# Buffer Calculation using the Henderson-Hasselbalch Equation

## Homework Statement

Prepare 750 mL of 0.5 M phosphate buffer, pH 6.7 and pKa 7.21. NaH2PO4 (119.96 g/mol) and Na2HPO4 (141.96 g/mol) is available to use.

pH=pKa+log(B/A)

## The Attempt at a Solution

I have the solution from my teacher, but I have no idea how he got the numbers. Could someone please explain how to use this equation? I'm trying to work backwards (I'm terrible at math, I learn the methods from solved examples) but I can't figure out where the numbers are coming from:

6.7=7.21 +log(B/A)
B=0.3090A (How did he get that???)

0.75L x 0.5 mol/L = 0.375 mol = B+A

1.3090A = 0.375 (Why is it 1.3090 and not 0.3090A like above?)

34.37g = 119.96 x (He put a symbol here that looks like <=) A=0.2865 mol
12.57g = 141.96 x <= B=0.885 mol

If someone would explain the process above, I would be extremely grateful.
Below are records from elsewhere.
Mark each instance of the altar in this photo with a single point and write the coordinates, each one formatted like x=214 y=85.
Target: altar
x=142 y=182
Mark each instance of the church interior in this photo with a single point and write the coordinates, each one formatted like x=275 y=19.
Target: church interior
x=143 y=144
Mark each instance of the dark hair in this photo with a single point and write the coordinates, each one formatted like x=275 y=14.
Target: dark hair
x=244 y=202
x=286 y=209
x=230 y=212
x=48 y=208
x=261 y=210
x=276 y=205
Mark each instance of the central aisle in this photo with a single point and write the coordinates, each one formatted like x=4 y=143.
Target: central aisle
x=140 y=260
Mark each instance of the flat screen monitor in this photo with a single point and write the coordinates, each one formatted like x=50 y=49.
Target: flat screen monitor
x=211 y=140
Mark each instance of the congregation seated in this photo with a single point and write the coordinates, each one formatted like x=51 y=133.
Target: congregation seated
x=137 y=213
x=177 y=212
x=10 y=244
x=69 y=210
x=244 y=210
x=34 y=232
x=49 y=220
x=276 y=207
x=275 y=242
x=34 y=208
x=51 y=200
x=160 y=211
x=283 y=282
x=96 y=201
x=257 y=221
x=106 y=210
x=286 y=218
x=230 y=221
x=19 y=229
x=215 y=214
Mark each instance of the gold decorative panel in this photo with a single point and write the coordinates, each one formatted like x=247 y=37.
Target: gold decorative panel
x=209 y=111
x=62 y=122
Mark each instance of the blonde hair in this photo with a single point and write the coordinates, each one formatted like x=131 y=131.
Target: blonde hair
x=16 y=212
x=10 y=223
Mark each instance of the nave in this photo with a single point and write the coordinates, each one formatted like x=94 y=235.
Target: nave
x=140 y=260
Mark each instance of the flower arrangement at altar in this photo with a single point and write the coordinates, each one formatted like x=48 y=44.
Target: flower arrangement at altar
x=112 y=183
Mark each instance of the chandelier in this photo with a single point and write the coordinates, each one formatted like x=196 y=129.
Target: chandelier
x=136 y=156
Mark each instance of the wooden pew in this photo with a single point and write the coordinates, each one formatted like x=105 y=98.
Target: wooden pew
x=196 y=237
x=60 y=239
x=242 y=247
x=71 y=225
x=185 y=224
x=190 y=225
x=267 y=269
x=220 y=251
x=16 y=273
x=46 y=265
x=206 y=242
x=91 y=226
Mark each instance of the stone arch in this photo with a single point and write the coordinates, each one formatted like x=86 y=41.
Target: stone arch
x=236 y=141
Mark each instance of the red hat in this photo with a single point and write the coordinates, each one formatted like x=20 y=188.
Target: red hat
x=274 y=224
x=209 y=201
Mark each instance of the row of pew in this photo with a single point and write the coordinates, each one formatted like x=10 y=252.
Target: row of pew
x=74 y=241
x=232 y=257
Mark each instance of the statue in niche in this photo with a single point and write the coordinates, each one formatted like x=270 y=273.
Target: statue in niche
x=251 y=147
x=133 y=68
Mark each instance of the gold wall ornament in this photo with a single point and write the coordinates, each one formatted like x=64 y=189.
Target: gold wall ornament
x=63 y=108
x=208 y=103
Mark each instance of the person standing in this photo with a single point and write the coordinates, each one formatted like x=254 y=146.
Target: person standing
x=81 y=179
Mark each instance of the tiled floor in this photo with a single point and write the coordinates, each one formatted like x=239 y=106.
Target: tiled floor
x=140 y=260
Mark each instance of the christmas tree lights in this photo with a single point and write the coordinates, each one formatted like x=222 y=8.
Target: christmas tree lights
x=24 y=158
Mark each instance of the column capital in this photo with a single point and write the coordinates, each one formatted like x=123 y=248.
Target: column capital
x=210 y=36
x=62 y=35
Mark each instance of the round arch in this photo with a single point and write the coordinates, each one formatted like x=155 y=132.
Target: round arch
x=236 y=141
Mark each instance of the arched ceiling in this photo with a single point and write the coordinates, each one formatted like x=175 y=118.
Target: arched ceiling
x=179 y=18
Thanks

Borek
Mentor
6.7=7.21 +log(B/A)
B=0.3090A (How did he get that???)
That's where you need to know the math that you don't know. I can show you how to do it, but if you don't know properties of logarithms it won't help you much:

$$6.7-7.21=-0.51=log\frac{B}{A}$$

Antilogarithm (both sides used as exponents):

$$10^{-0.51}=\frac{B}{A}$$

$$B=10^{-0.51}A=0.3090A$$

0.75L x 0.5 mol/L = 0.375 mol = B+A

1.3090A = 0.375 (Why is it 1.3090 and not 0.3090A like above?)
$$B+A=0.375$$

But we know B=0.3090A, so we can substitute it:

$$0.3090A + A = 1.3090A = 0.375$$

[/quote]34.37g = 119.96 x (He put a symbol here that looks like <=) A=0.2865 mol
12.57g = 141.96 x <= B=0.885 mol[/QUOTE]

Number of moles of A and B were calculated from the equations above, here it is just a conversion of moles to mass.

OHH I was confusing antilog with natural log. I did say I was terrible at math. Thanks for your help!